Wu calls for self-control regarding Diaoyutai dispute

‘UNPRECEDENTED’The premier said the nation would continue to take a ‘hard-line’ stance on the issue, but said no one wanted to see a war over it

By Flora Wang  /  STAFF REPORTER

Premier Wu Den-yih (吳敦義) yesterday urged China, Japan and Taiwan to exercise self-control in view of escalating tensions over the disputed Diaoyutai islands (釣魚台).

“We firmly believe that the nation holds sovereignty over the islands, but this has become a controversial issue that cannot be resolved within a short period of time,” Wu said. “Everyone should control themselves. No one would want to see the three parties [Taiwan, China and Japan] go to war over the Diaoyutais.”

Taiwan, China and Japan all claim sovereignty over the islets, known in Japan as the Senkaku islands.

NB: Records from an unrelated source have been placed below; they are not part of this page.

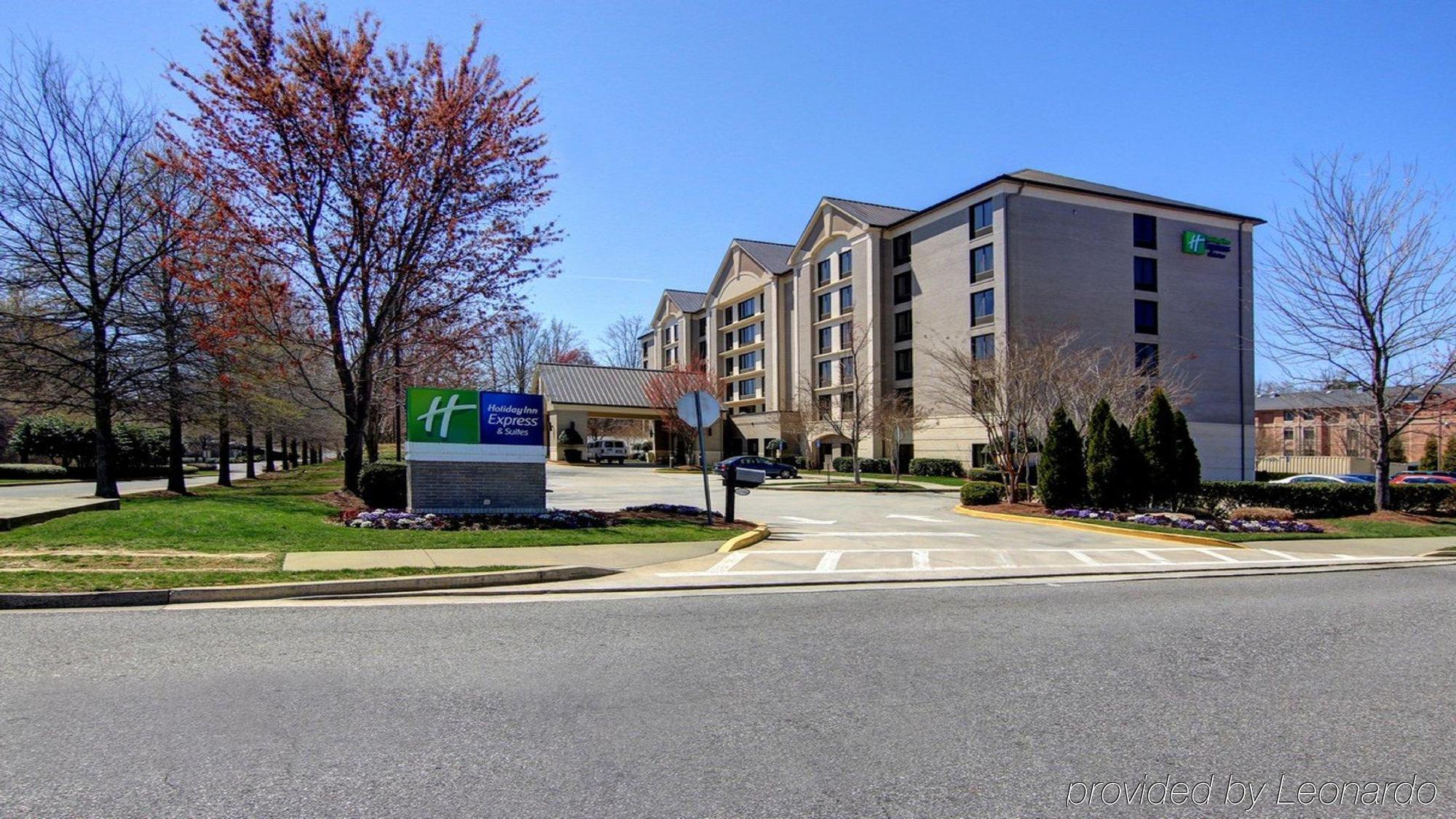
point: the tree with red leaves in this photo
(384, 191)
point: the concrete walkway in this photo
(605, 555)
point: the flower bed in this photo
(1192, 525)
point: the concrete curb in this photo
(17, 521)
(1168, 537)
(309, 589)
(746, 539)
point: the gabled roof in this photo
(772, 256)
(870, 213)
(688, 301)
(595, 385)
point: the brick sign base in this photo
(456, 487)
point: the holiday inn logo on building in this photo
(1205, 245)
(443, 416)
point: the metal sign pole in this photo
(703, 456)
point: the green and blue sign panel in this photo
(475, 424)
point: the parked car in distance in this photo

Taiwan lodged a protest against Japan on Tuesday after a Taiwanese fishing boat heading to the islands to declare Taiwanese fishermen’s fishing rights was turned back by seven Japanese patrol vessels despite the protection of 12 Coast Guard Administration vessels.

Japan’s move prompted about 100 people, led by the Chung Hwa ­Baodiao Alliance, to burn the Rising Sun Flag — a symbol of Imperial Japan that is used by the Japan Ground Self-Defense Force and the Maritime Self-­Defense Force in modified forms — and to throw dead fish at Japan’s Interchange Association in Taipei in protest.

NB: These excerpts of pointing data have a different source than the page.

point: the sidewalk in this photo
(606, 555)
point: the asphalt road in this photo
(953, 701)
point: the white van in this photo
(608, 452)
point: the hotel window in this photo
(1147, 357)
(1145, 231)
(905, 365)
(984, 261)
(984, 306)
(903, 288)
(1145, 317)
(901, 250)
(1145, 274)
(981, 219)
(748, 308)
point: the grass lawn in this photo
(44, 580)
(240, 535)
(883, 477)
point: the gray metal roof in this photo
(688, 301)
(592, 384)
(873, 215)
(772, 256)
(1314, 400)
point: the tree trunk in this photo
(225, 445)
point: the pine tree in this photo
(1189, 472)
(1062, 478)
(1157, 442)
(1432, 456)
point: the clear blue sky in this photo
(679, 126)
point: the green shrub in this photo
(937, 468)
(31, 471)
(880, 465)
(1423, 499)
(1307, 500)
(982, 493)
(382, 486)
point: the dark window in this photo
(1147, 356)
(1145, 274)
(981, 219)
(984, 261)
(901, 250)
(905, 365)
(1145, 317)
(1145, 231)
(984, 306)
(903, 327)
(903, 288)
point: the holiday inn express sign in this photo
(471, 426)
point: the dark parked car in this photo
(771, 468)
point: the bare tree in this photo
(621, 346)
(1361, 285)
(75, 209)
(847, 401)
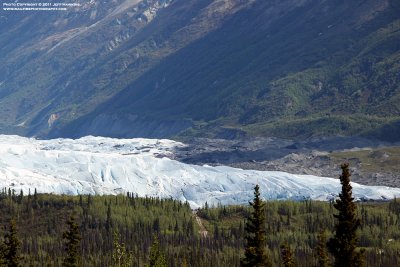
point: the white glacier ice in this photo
(99, 165)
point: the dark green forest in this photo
(130, 225)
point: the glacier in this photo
(100, 165)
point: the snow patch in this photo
(99, 165)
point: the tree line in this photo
(127, 230)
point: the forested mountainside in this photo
(212, 68)
(41, 221)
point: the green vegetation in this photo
(255, 253)
(41, 222)
(287, 69)
(344, 243)
(385, 159)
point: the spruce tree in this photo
(157, 257)
(72, 243)
(10, 249)
(255, 254)
(121, 257)
(287, 256)
(320, 251)
(343, 244)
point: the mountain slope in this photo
(216, 67)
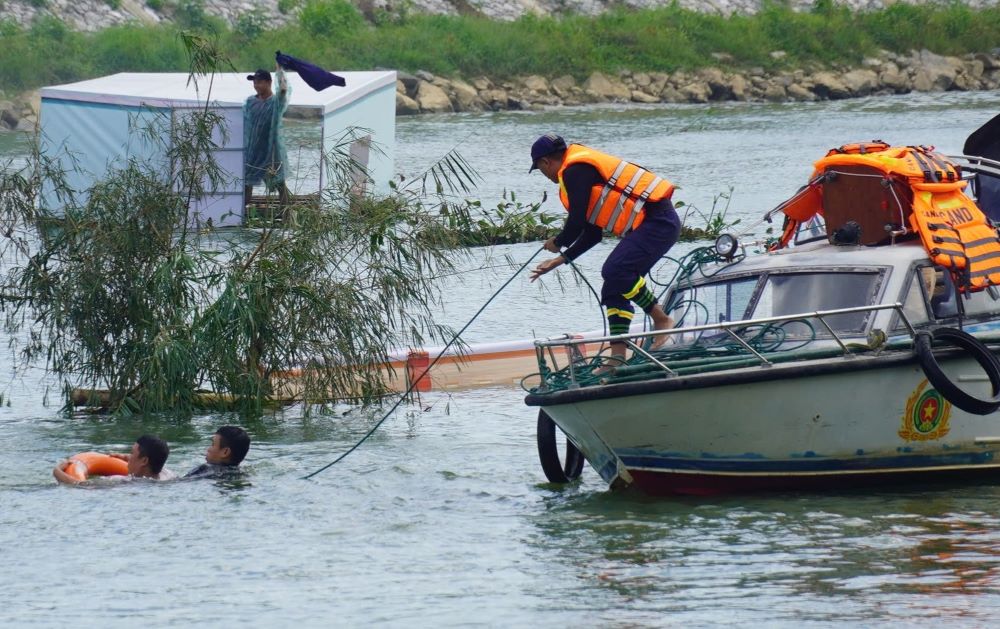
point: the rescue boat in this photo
(858, 348)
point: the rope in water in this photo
(432, 363)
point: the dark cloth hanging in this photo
(985, 141)
(314, 76)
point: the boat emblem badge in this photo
(927, 414)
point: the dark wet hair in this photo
(154, 449)
(237, 440)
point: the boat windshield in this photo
(779, 294)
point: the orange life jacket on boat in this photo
(617, 205)
(953, 230)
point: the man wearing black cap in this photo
(264, 157)
(606, 193)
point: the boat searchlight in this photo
(726, 246)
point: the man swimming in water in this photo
(146, 460)
(229, 447)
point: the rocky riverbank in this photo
(890, 73)
(920, 71)
(92, 15)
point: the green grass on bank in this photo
(334, 34)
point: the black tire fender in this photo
(548, 453)
(940, 381)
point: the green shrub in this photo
(287, 6)
(324, 18)
(251, 24)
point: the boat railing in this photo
(572, 345)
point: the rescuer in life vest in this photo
(605, 193)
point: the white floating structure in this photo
(94, 125)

The Taiwanese government expressed “deep dissatisfaction” with Japan following an hours-long standoff between the Taiwanese fishing boat, coast guard vessels and the Japanese patrol boats.

Huang Hsi-lin (黃錫麟), chief executive officer of the alliance and one of the activists on the fishing boat, criticized the Taiwanese government as being “weak” about protecting Taiwanese fishing boats.

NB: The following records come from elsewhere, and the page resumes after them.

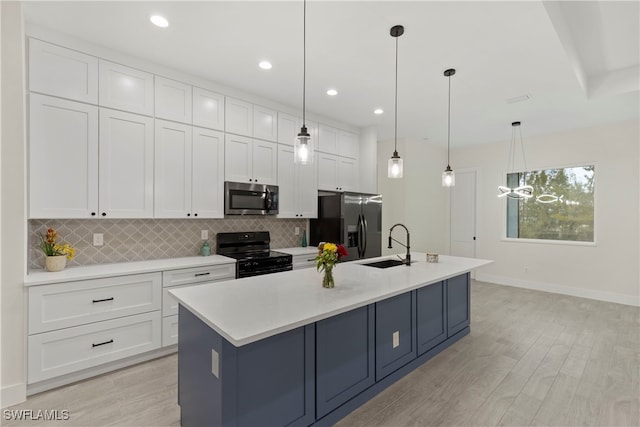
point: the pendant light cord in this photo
(304, 63)
(449, 124)
(395, 138)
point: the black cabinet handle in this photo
(102, 300)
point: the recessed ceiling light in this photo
(159, 21)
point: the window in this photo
(561, 207)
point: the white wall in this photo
(418, 200)
(13, 222)
(607, 270)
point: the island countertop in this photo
(250, 309)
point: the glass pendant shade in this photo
(448, 177)
(303, 148)
(395, 166)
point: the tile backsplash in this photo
(144, 239)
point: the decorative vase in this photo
(55, 263)
(327, 280)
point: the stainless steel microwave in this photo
(250, 199)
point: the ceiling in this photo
(578, 62)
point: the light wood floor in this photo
(532, 358)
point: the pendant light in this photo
(394, 169)
(519, 191)
(448, 176)
(303, 144)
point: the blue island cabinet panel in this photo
(458, 304)
(431, 302)
(344, 358)
(395, 333)
(268, 382)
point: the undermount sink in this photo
(385, 263)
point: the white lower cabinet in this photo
(68, 350)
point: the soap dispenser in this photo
(206, 249)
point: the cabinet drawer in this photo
(169, 330)
(63, 305)
(68, 350)
(209, 273)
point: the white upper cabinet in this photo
(238, 117)
(172, 170)
(62, 72)
(288, 128)
(126, 165)
(207, 174)
(328, 139)
(208, 109)
(63, 158)
(349, 144)
(125, 88)
(265, 123)
(173, 100)
(250, 160)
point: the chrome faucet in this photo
(407, 260)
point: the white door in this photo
(207, 182)
(63, 158)
(463, 215)
(172, 170)
(126, 165)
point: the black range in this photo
(253, 254)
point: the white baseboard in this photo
(13, 394)
(633, 300)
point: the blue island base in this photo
(319, 373)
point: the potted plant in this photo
(56, 254)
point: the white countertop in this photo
(299, 250)
(42, 277)
(250, 309)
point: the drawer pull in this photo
(102, 300)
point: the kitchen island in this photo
(280, 350)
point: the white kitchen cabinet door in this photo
(63, 158)
(238, 117)
(125, 88)
(173, 100)
(62, 72)
(172, 170)
(288, 129)
(287, 201)
(328, 172)
(307, 191)
(126, 165)
(349, 144)
(207, 174)
(238, 158)
(347, 174)
(328, 139)
(208, 109)
(265, 162)
(265, 123)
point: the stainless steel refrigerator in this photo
(352, 219)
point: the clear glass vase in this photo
(327, 280)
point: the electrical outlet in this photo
(396, 339)
(98, 239)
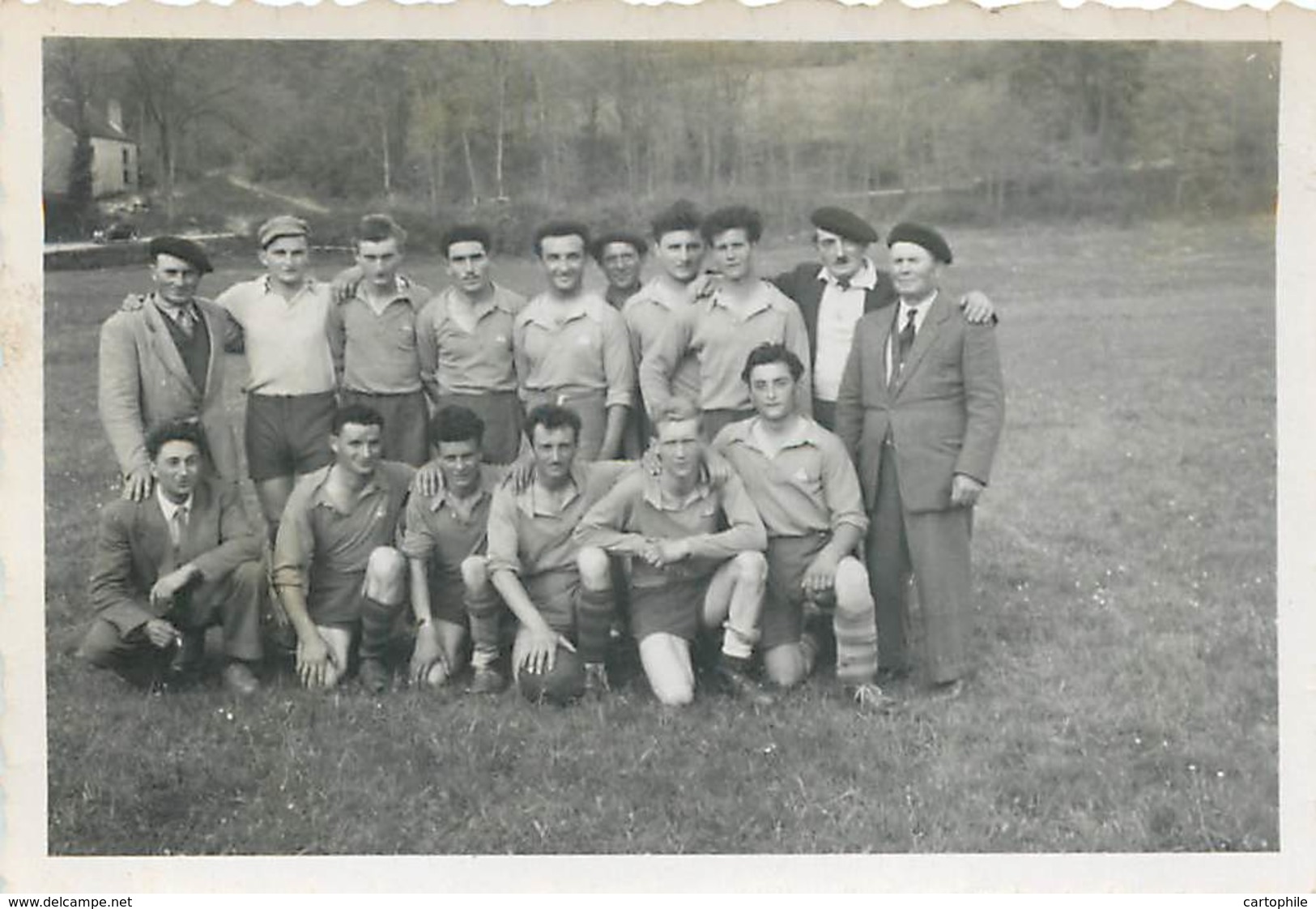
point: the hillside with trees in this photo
(981, 132)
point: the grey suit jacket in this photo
(143, 382)
(133, 549)
(943, 412)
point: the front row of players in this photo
(747, 542)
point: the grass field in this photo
(1126, 688)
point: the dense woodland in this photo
(960, 132)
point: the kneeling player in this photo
(807, 492)
(696, 559)
(445, 542)
(334, 564)
(561, 597)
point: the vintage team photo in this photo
(659, 447)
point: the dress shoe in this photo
(240, 679)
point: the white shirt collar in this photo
(865, 278)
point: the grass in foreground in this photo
(1124, 698)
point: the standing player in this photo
(696, 555)
(465, 343)
(806, 489)
(621, 256)
(572, 347)
(290, 408)
(722, 328)
(373, 339)
(336, 568)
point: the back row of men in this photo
(343, 381)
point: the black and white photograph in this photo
(658, 447)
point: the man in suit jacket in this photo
(172, 564)
(164, 361)
(920, 410)
(832, 298)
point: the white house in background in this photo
(113, 160)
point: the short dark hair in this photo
(561, 229)
(617, 236)
(457, 423)
(730, 218)
(377, 228)
(773, 353)
(174, 431)
(682, 215)
(552, 416)
(467, 233)
(358, 414)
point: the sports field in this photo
(1126, 570)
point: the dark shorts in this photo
(671, 609)
(503, 420)
(287, 435)
(783, 602)
(446, 595)
(406, 423)
(334, 599)
(554, 595)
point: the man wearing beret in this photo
(620, 254)
(920, 408)
(164, 360)
(832, 298)
(291, 382)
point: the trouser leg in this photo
(939, 547)
(238, 600)
(888, 568)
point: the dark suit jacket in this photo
(134, 549)
(803, 286)
(943, 412)
(143, 382)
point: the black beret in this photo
(617, 236)
(182, 248)
(922, 236)
(845, 223)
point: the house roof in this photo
(65, 113)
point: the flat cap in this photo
(844, 223)
(617, 236)
(922, 236)
(189, 250)
(282, 225)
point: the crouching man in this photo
(445, 544)
(336, 568)
(807, 492)
(172, 565)
(561, 595)
(696, 551)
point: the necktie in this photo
(178, 526)
(905, 339)
(185, 320)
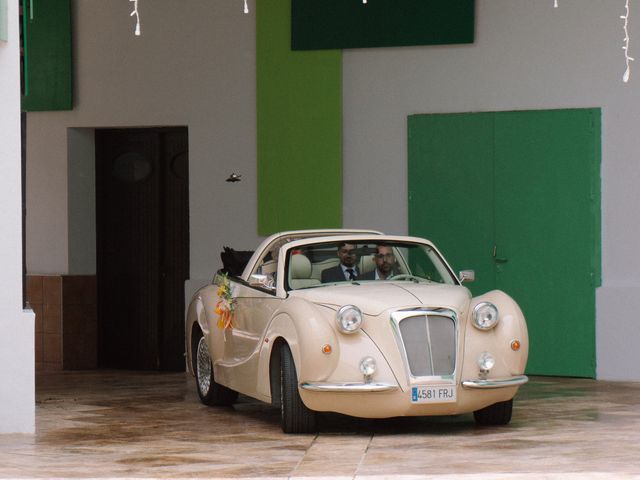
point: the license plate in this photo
(433, 394)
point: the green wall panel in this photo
(516, 196)
(320, 24)
(47, 55)
(299, 103)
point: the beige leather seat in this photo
(367, 264)
(300, 272)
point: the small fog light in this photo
(486, 362)
(368, 366)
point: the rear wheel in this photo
(496, 414)
(295, 416)
(210, 392)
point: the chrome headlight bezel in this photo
(485, 316)
(349, 319)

Wu yesterday said the government had taken an “unprecedented” hard-line stance to deal with the matter by dispatching 12 coast guard vessels to protect the fishing boat.

Wu said the government’s resolution to protect Taiwanese fishermen and the nation’s territory would remain unchanged, adding that the government will continue to take a “hard-line” stance on the issue.

“We will fight for the nation’s best interests rationally,” Wu said.